The other day I was watching a friend of mine work her green horse while I was finishing up with my own. I had just hopped off my now 18-year-old and was standing in the middle of the ring watching my friend go through various flatwork exercises, mostly successfully until her horse heard a loud car drive by and did a little scoot and hop. Being the good horsewoman she is, she just kept on going and rolled her eyes.
“He’s doing pretty good except for the occasional silliness,” she said as they trotted by.
I looked at my own horse, still heartbreakingly handsome at 18 with the maturity and talent to match. He’s been my partner for 14 years and I brought him along myself. I remember all his “moments of silliness” fondly now, even if they weren’t so welcome back then. Now that he’s a senior, he very rarely puts a foot out of place and I can appreciate that. But sometimes I long to see those moments of youth in him.

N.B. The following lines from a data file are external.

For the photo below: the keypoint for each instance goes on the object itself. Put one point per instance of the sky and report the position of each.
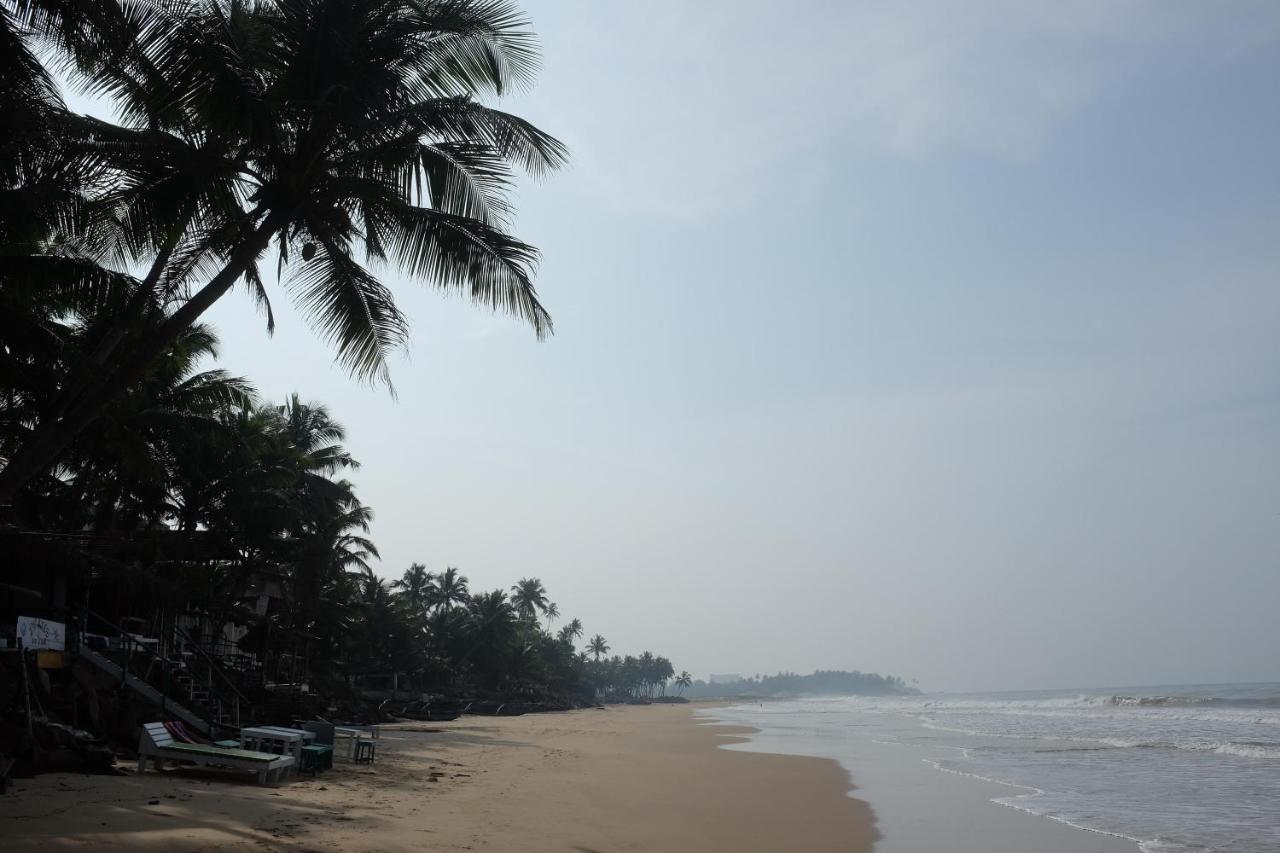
(936, 340)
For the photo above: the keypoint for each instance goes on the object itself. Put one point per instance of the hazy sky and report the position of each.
(929, 338)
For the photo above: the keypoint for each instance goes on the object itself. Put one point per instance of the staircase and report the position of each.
(144, 689)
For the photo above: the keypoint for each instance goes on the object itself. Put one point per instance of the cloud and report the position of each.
(684, 110)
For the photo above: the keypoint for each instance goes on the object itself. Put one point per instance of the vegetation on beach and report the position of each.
(821, 683)
(336, 138)
(297, 146)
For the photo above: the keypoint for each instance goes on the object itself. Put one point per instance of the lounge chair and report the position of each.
(156, 743)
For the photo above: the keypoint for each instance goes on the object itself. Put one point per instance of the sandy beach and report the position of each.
(618, 779)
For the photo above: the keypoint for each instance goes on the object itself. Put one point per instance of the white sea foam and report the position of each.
(1173, 769)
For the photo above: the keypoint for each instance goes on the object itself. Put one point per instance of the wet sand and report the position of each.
(594, 781)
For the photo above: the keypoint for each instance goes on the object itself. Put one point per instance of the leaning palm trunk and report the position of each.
(53, 437)
(318, 126)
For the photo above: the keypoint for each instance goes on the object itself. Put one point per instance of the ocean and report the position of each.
(1175, 769)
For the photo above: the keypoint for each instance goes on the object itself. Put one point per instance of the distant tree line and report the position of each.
(821, 683)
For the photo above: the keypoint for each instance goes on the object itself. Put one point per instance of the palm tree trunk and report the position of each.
(50, 438)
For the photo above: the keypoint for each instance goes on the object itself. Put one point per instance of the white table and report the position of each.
(284, 742)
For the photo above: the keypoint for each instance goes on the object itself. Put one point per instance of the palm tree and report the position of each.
(315, 126)
(571, 630)
(529, 598)
(449, 589)
(684, 680)
(416, 588)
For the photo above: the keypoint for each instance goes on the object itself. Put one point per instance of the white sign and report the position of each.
(40, 633)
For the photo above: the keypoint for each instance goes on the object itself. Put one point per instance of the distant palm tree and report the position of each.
(416, 588)
(571, 630)
(318, 128)
(684, 680)
(529, 598)
(449, 589)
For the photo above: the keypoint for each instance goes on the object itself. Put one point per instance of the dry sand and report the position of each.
(592, 781)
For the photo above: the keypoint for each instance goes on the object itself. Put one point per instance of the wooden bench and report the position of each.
(156, 743)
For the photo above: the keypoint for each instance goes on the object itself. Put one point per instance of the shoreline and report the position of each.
(648, 778)
(919, 806)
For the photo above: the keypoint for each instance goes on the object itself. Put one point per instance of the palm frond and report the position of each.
(350, 308)
(456, 252)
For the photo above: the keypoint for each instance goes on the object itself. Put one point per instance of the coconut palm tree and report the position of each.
(684, 680)
(529, 598)
(449, 589)
(571, 630)
(416, 588)
(318, 127)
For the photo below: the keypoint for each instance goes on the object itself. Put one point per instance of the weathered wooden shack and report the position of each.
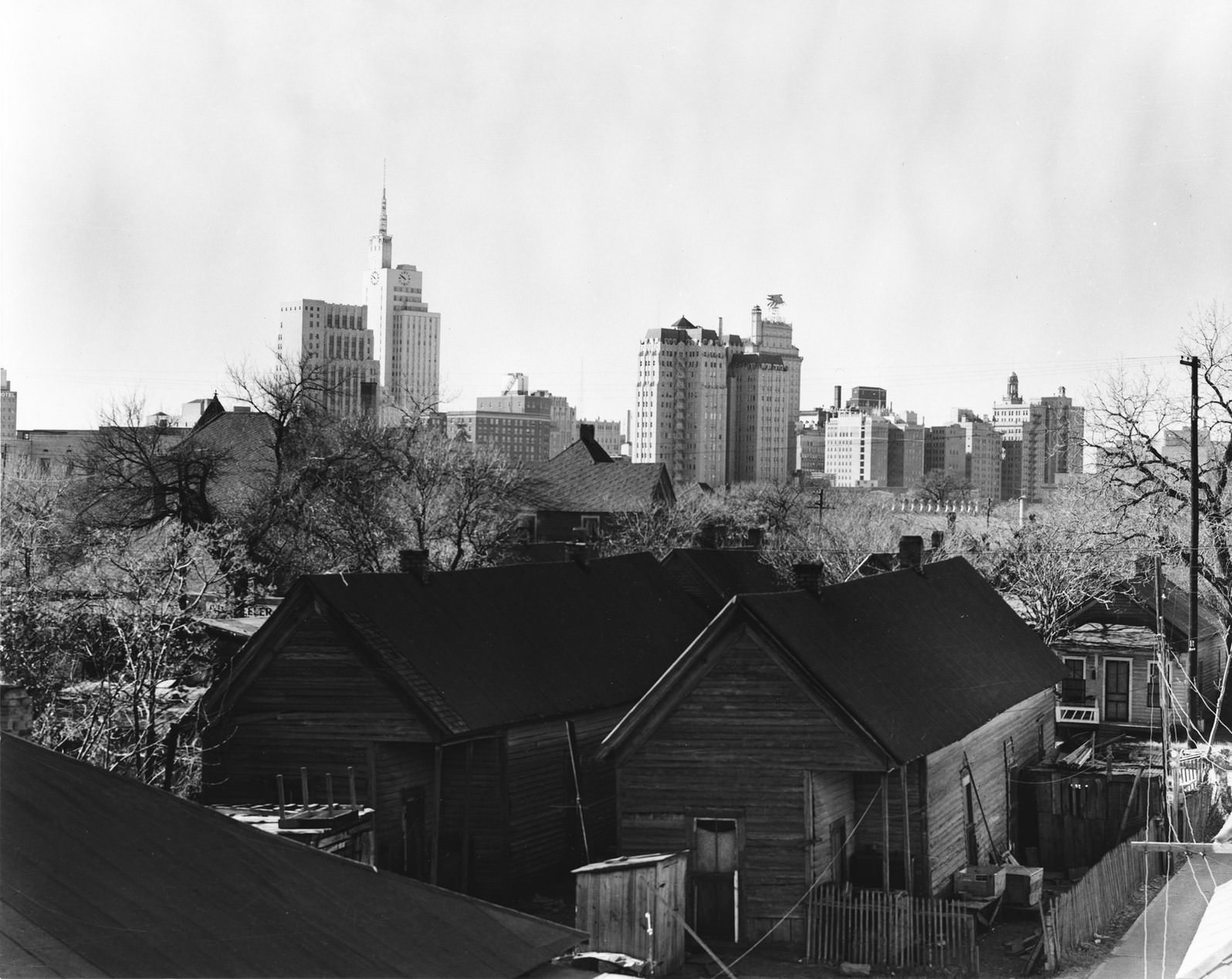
(469, 704)
(865, 733)
(632, 905)
(1126, 661)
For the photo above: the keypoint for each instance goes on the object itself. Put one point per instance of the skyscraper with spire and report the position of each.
(408, 336)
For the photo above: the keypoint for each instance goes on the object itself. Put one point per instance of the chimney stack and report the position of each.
(411, 561)
(810, 578)
(911, 553)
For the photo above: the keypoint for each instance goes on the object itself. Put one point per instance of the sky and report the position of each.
(943, 192)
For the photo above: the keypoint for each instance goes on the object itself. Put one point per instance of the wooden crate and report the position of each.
(1024, 886)
(980, 881)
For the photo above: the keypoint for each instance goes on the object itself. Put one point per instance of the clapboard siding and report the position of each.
(473, 842)
(1025, 728)
(314, 706)
(870, 838)
(402, 774)
(738, 744)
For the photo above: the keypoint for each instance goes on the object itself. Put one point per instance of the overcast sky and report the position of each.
(943, 192)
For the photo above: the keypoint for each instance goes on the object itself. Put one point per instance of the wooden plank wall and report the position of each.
(740, 744)
(401, 770)
(475, 841)
(316, 706)
(545, 832)
(868, 840)
(1027, 724)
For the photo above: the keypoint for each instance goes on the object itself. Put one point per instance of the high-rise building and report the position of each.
(1041, 443)
(682, 404)
(407, 336)
(858, 449)
(334, 345)
(717, 407)
(982, 465)
(8, 407)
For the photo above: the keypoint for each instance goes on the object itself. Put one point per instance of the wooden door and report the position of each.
(716, 856)
(1116, 689)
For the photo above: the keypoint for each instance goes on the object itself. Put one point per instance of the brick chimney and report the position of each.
(16, 710)
(413, 561)
(911, 553)
(810, 578)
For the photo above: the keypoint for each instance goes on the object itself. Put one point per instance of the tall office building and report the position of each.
(719, 408)
(335, 348)
(682, 404)
(1041, 443)
(8, 407)
(407, 334)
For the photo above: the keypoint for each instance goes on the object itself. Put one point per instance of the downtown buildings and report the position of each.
(384, 353)
(719, 408)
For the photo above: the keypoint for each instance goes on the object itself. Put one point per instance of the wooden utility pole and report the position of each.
(1195, 727)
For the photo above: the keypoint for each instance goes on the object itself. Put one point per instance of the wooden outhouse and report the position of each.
(635, 905)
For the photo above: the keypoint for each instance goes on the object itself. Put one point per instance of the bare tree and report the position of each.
(1141, 432)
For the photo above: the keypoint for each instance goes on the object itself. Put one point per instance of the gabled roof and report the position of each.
(105, 876)
(917, 661)
(715, 574)
(488, 648)
(584, 479)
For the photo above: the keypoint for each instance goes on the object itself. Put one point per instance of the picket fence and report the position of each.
(1078, 914)
(891, 931)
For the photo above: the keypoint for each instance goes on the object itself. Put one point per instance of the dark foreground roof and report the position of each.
(919, 661)
(493, 646)
(715, 574)
(103, 876)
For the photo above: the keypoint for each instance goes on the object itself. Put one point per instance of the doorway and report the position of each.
(716, 859)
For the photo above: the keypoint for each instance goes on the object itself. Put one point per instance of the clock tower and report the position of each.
(407, 336)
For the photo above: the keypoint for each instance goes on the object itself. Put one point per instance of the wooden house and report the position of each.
(585, 489)
(865, 733)
(105, 876)
(469, 703)
(1122, 672)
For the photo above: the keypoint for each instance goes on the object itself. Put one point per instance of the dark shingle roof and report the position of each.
(103, 876)
(919, 660)
(510, 644)
(584, 479)
(713, 576)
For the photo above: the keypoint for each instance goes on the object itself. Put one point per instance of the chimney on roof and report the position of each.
(413, 561)
(911, 553)
(810, 578)
(16, 710)
(577, 549)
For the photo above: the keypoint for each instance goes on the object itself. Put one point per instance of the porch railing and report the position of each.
(1077, 714)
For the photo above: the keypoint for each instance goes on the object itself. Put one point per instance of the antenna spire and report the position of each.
(384, 222)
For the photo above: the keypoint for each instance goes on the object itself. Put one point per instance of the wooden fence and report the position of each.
(891, 931)
(1076, 915)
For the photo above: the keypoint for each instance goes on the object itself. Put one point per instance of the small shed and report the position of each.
(635, 905)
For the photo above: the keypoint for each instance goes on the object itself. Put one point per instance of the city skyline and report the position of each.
(942, 195)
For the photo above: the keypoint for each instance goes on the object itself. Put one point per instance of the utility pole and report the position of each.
(1193, 363)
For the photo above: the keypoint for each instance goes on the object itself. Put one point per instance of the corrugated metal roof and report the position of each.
(921, 660)
(103, 876)
(509, 644)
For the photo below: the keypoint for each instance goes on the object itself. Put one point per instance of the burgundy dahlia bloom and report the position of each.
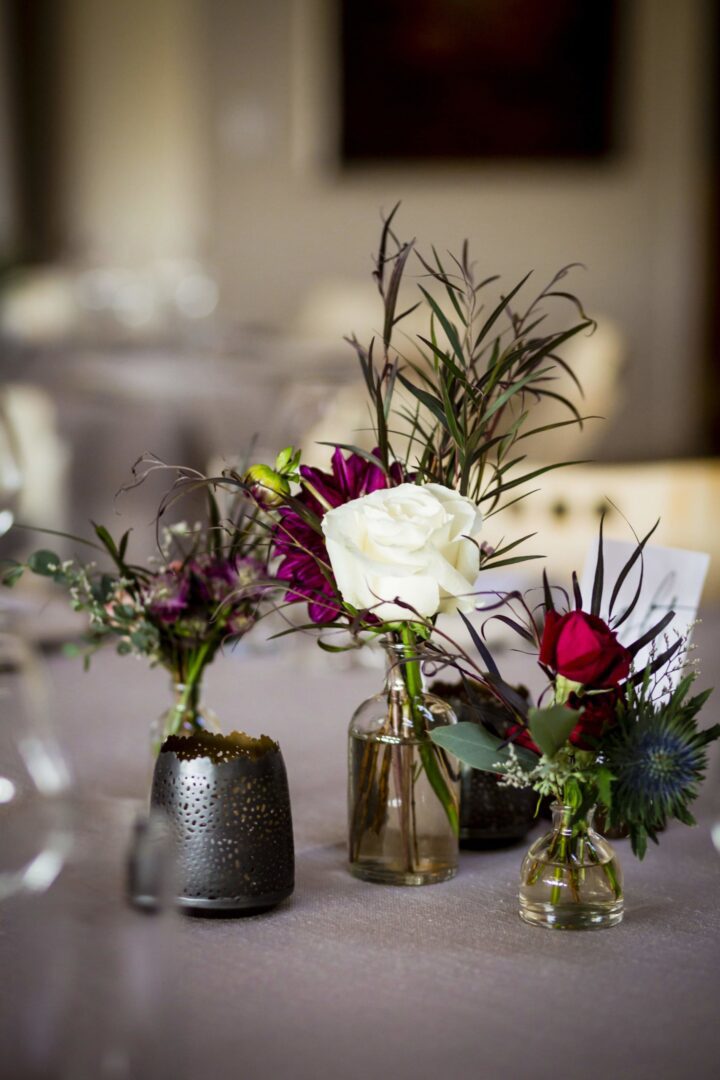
(168, 596)
(302, 550)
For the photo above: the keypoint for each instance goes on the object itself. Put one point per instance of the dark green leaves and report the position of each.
(551, 727)
(476, 746)
(479, 376)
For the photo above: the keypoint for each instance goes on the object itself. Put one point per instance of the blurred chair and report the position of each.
(40, 456)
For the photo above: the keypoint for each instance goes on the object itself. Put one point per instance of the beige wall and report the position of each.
(283, 217)
(207, 127)
(133, 187)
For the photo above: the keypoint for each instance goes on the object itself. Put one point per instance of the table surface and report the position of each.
(345, 979)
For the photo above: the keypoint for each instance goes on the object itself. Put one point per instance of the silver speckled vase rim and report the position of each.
(220, 748)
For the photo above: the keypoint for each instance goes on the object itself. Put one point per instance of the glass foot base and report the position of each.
(571, 916)
(383, 875)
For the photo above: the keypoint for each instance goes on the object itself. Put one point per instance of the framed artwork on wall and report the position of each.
(462, 80)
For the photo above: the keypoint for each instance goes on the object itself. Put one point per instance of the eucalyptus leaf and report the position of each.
(551, 727)
(44, 563)
(475, 746)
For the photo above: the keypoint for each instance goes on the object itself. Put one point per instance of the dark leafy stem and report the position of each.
(453, 416)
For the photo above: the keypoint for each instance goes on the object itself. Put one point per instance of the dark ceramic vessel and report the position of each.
(491, 814)
(228, 806)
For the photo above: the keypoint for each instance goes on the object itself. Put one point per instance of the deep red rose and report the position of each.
(598, 715)
(583, 648)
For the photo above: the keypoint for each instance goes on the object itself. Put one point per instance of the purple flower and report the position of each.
(302, 549)
(230, 585)
(168, 596)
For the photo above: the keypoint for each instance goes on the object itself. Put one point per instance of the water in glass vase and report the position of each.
(571, 878)
(403, 790)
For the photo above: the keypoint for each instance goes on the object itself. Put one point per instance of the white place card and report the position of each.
(673, 580)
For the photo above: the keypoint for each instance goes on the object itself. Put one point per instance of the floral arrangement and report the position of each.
(605, 732)
(201, 592)
(386, 540)
(392, 535)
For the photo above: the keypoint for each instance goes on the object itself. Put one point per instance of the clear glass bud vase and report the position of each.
(571, 878)
(186, 716)
(404, 791)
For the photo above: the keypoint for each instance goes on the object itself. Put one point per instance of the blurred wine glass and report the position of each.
(35, 782)
(11, 477)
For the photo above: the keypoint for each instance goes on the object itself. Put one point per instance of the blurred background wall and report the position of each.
(185, 247)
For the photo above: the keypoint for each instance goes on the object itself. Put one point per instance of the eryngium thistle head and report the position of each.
(657, 757)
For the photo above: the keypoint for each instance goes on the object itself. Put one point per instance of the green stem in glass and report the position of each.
(412, 678)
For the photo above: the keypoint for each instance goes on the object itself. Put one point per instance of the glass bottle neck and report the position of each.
(403, 667)
(566, 818)
(187, 694)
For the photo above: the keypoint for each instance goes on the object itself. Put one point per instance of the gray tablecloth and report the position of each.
(345, 980)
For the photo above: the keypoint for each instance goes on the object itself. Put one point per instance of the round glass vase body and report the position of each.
(403, 791)
(571, 878)
(186, 716)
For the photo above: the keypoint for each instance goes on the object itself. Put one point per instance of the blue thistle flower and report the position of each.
(657, 758)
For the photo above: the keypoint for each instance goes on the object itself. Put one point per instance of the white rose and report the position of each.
(413, 542)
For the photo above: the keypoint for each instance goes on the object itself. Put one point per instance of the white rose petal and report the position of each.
(415, 543)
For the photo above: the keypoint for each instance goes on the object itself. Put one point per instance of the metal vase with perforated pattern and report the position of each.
(229, 810)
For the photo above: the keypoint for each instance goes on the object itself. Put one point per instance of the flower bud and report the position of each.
(269, 487)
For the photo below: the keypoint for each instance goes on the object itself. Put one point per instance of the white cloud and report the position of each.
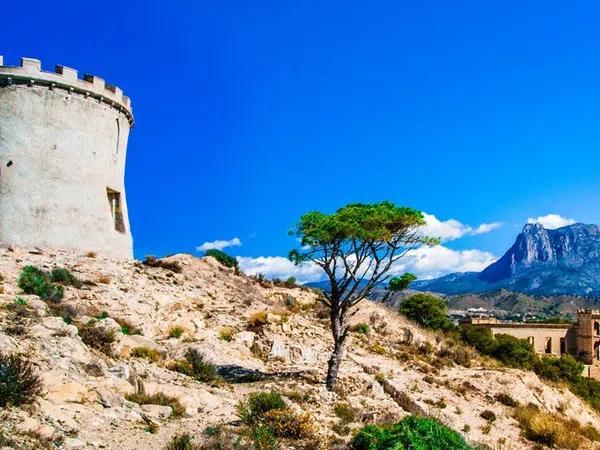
(425, 262)
(451, 229)
(219, 245)
(486, 227)
(432, 262)
(279, 267)
(552, 221)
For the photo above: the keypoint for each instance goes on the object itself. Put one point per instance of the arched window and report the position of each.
(118, 137)
(548, 347)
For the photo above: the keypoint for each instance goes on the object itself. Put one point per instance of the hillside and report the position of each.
(565, 261)
(394, 369)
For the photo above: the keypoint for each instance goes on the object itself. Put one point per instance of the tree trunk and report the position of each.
(340, 332)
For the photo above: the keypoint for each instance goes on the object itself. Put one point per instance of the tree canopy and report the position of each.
(358, 244)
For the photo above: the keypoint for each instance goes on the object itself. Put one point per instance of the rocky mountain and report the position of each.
(259, 337)
(565, 261)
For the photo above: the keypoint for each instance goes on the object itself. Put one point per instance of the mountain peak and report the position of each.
(565, 260)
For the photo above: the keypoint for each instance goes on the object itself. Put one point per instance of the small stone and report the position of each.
(279, 351)
(74, 444)
(157, 412)
(245, 337)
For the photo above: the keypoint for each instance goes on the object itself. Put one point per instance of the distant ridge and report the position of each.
(565, 261)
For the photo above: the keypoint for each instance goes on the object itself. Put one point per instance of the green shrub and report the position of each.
(287, 424)
(141, 398)
(37, 282)
(18, 383)
(194, 365)
(361, 328)
(427, 310)
(176, 331)
(128, 327)
(256, 405)
(223, 258)
(63, 276)
(411, 433)
(147, 353)
(488, 415)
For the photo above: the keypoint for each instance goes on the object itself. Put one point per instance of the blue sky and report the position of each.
(251, 113)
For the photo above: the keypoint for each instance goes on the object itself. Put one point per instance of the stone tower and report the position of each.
(63, 143)
(588, 335)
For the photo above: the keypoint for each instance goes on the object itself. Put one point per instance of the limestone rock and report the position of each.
(157, 412)
(245, 338)
(129, 342)
(279, 351)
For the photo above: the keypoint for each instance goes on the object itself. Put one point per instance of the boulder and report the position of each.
(245, 337)
(157, 412)
(129, 342)
(279, 351)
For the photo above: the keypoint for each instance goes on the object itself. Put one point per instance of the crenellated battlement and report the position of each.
(30, 73)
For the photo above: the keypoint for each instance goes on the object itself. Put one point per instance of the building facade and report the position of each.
(581, 339)
(63, 145)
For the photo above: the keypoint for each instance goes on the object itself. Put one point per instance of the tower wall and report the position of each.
(63, 144)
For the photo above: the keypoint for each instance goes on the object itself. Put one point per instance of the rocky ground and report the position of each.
(395, 369)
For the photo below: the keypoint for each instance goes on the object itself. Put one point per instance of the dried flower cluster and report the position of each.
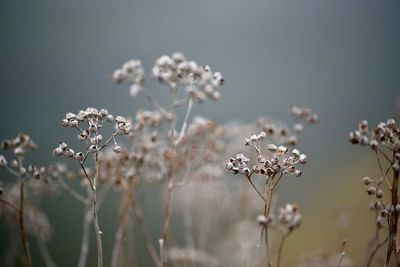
(18, 198)
(182, 158)
(273, 161)
(384, 140)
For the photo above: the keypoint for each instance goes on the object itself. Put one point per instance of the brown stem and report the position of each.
(24, 238)
(123, 222)
(5, 202)
(85, 237)
(372, 255)
(254, 186)
(167, 218)
(396, 224)
(281, 243)
(95, 219)
(145, 233)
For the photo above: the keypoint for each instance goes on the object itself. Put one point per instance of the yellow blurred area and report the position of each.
(335, 211)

“Not much silliness for us anymore,” I said quietly as we looked at each other.
As riders, we spend so much time taming our horses which is a good thing. The best thing you can do for your horse is to make him as easy to handle and ride as possible. That way, no matter where he goes or whomever he meets, he will always make friends. But horses are alive and they will have moments where they will act like the personalities they are. While those moments can be frustrating, we really owe it to them to be understanding. After all, if horses always acted perfectly, nobody would have any good stories to share!
To those of you with young or green or “difficult” horses, embrace the occasional silliness. If you have your horse long enough to see him grow old, you’ll wish for more of it.